How can people who are passionate about Sasha Bruce’s work and mission get involved and support the organization?
We’re looking for opportunities where we can make connections with people who want to give training and job opportunities for youth. That’s the biggest thing. When we talk to our young people, we ask them, what do you need the most, after a roof over your head? The answer: Jobs. So we’re looking for opportunities to make connections in industries like IT and restaurant service, etc.
I think a reasonable thing for us would be 20 opportunities, for our youth to have really more of an intensive experience in this. We also want people to be advocates for our mission. So we want people to be active in the policy area- supporting legislation and policy which helps young people be safe and have opportunities.
Of course, we’re also looking for volunteers. We’re right in the middle of developing our capacity of our volunteer program. We want volunteers to have a meaningful experience, and for the young people to have consistent volunteers. The thing we don’t want is for young people to get a mentor for instance, and for it to be a short term proposition and the person goes away. Because that’s repeating the experience they had in their families. So we want to find and train really good volunteers, to be mentors for a significant amount of time.

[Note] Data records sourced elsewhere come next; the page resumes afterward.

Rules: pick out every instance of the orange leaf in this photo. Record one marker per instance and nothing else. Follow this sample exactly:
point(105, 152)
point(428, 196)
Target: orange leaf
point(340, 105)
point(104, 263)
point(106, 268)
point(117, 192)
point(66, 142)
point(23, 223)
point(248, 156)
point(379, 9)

And finally, you can get involved with financial support. There are so many ways to do that, but I think one of the ways we want to grow most is for people to come, learn about our organization, meet our kids, so that they can really see if this is the right type of investment they want to make, and of course take next steps if they want to.
What is your favorite Smithsonian museum?
The Natural History Museum. I especially like their dioramas!
What was the last book you read? Favorite movie?
I read books all the time. The best recent book I read is Big Rock Candy Mountain by William Styron. Styron was famous in the middle part of the century, and it’s a semi-autobiographical story about a family that travels all across the US, and all the things that happened to them, and it depicted a swath of time in US history that I found fascinating- the Western migration.
One last question, when you were little, what did you dream of doing when you grew up? Did you ever imagine yourself working in the non-profit space, and helping others in especially difficult circumstances?
I wanted to be a cowboy. And I almost became one. I was in Wyoming during my college summers working at a ranch camp, and after my final year I got a job on a ranch right at the end of the season. So I actually had my own horse and a truck, and I was mostly irrigating- I wasn’t punching cattle- but I was pretty close to being a cowboy. I got to pretend I was one. But after failing as a cowboy I was thinking maybe I want to be a farrier- a person who does horseshoeing for horses- but I didn’t go to school for it. There was a cool school in Bishop, California that I almost went to to become a farrier, but then after that I went to San Francisco, and that’s when I realized I wanted to start working with homeless youth and people that had limited access to healthcare.